Nous chercherons à concilier les deux orientations en proposant, par des compensations économiques intelligentes, à engager – enfin ! – la transition vers des pratiques culturales, génétiques, agronomiques et commerciales. À cet égard, la haute valeur environnementale (HVE), que vous n'avez pas mentionnée, monsieur le ministre, pourrait devenir en ces temps de crise une ambition pour la filière betterave, voire un élément de négociation, à titre expérimental, pour les aides européennes. Cela constituerait une voie de sortie.
Cette dérogation, si elle devait être autorisée, ruinerait la parole publique, créerait des tensions dans le pays et marquerait un retour en arrière sur le plan de la biodiversité et des pollinisateurs. Les compensations économiques doivent être intelligentes et justes. Car cette question que nous posent les betteraviers, les éleveurs laitiers, les producteurs de colza ou encore les producteurs de fruits et de légumes pourront nous l'adresser demain. Le secteur de la betterave ne jouit pas de prérogatives singulières, les efforts à réaliser pour engager la transition écologique sont aussi importants ailleurs. Les efforts publics devront être justes et préfigurer un modèle de transition sociale et écologique pour le bien commun, qui accompagne les agriculteurs et tous les travailleurs concernés.

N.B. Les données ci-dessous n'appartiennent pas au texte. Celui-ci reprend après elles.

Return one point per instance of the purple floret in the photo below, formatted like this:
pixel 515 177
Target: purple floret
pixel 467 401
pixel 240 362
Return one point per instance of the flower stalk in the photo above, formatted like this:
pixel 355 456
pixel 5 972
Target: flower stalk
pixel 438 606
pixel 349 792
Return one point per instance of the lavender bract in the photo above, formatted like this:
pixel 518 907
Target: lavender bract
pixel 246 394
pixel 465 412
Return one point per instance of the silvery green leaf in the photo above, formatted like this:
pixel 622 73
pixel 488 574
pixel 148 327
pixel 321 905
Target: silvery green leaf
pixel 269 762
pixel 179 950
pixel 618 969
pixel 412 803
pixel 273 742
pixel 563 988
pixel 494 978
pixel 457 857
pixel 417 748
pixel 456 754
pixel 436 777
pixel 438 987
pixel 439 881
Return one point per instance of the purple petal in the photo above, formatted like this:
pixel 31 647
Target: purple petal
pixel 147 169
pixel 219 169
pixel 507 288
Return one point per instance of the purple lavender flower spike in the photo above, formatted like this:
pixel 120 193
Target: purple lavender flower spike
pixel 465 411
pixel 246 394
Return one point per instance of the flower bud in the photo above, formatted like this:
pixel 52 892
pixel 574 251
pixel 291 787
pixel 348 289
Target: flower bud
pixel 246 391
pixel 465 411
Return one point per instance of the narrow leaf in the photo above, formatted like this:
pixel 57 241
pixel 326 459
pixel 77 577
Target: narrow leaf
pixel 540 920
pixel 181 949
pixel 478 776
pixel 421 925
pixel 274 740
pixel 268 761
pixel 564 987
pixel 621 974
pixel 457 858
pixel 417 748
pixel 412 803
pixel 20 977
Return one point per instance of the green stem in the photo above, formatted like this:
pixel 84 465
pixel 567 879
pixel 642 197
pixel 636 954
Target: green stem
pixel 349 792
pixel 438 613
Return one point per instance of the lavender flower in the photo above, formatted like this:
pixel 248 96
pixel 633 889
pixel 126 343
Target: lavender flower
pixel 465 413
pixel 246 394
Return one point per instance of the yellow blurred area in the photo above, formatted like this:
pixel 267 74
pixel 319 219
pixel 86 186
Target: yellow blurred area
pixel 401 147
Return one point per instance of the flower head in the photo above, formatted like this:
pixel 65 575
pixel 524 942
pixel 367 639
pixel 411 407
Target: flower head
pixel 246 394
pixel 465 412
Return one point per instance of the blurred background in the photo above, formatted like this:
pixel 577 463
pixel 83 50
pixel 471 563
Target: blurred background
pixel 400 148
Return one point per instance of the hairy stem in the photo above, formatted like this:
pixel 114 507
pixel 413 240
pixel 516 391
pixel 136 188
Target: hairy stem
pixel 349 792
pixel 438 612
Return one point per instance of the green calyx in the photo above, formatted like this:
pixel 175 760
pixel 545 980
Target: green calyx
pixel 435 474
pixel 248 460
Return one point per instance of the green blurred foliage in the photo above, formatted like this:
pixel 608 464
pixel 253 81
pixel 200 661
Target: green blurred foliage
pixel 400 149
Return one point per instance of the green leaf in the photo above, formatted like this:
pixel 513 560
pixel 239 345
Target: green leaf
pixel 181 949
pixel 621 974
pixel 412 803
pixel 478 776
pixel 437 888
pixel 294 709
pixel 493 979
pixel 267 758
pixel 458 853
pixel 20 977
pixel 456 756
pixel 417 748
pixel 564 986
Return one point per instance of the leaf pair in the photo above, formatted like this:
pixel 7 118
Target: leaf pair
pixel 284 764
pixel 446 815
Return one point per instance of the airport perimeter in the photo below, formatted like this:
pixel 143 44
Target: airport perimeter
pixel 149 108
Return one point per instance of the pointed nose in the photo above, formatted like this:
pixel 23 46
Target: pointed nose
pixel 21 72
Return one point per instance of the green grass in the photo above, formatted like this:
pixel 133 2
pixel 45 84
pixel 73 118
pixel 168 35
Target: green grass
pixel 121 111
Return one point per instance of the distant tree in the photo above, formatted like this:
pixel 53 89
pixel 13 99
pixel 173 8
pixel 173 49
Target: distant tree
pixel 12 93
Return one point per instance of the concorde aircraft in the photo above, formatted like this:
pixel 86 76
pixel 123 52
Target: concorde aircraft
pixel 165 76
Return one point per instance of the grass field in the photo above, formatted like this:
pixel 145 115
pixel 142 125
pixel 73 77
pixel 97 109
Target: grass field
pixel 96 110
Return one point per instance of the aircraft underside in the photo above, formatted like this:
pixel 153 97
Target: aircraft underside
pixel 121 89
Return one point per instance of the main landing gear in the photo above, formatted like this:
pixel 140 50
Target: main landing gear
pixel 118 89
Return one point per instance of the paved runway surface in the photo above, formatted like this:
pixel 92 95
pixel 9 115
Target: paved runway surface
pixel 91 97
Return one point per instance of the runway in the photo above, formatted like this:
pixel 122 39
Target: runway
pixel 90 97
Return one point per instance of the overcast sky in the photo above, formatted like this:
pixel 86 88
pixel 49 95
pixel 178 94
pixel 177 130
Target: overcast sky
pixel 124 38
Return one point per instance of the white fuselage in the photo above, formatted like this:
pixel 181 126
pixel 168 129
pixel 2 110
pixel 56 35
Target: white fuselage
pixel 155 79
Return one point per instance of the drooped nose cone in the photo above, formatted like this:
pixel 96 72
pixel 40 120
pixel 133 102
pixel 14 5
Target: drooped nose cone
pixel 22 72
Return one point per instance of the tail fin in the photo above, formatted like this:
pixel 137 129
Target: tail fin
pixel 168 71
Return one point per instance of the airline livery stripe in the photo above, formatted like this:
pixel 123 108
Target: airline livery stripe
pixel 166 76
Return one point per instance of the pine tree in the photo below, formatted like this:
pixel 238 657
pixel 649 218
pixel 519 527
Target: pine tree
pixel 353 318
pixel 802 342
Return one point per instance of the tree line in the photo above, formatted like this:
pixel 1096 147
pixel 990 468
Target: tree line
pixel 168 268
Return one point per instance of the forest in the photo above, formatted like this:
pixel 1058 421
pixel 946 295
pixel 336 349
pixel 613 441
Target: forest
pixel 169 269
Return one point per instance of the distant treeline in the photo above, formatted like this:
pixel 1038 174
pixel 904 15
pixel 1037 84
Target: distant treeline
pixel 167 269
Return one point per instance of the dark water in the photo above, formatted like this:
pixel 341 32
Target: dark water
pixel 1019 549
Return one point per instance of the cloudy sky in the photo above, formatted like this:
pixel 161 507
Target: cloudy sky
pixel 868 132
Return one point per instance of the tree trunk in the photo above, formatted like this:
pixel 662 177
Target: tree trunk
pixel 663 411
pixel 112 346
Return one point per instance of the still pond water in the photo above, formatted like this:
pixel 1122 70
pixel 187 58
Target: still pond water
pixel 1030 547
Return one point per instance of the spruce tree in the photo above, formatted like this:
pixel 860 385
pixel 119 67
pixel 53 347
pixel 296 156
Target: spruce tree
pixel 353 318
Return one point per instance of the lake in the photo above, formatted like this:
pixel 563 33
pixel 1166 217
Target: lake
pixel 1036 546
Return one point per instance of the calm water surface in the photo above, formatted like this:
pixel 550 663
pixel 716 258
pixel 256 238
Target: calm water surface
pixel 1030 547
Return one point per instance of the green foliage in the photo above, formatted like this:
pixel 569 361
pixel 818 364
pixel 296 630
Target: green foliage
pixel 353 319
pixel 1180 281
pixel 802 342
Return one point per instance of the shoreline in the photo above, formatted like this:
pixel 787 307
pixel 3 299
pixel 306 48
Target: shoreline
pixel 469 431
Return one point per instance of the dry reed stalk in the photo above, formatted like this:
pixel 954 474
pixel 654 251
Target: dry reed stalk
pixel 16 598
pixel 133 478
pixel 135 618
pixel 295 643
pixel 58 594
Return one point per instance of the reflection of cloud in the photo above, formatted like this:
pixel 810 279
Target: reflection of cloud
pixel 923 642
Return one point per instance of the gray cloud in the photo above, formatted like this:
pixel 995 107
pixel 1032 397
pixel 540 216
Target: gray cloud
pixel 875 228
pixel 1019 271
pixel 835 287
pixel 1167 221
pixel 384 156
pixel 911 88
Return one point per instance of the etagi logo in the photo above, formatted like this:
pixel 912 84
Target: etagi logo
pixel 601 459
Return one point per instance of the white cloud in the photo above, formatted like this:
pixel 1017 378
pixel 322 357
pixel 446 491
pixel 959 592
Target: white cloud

Monsieur le ministre, j'aimerais que nous tirions les leçons de nos échecs. Après des débats incroyablement difficiles sur le glyphosate – on a été jusqu'à nommer un préfet glyphosate ! –, des collègues s'apprêtent à proposer la création d'un comité spécial « néonicotinoïdes betterave ». Mais où va-t-on ? Le plan Écophyto, issu du Grenelle de l'environnement, est à l'arrêt depuis plusieurs années, sans pilote pour mobiliser les parties prenantes. Ce type d'écueil nous conduit à une guerre qui nous déchire. Nous devons nous attaquer aux dérégulations économiques mais aussi à la puissance publique, qui a fait preuve d'incurie ces dernières années. Pour éviter l'agribashing, il faudra réinsuffler de la démocratie, de la raison et de la justice.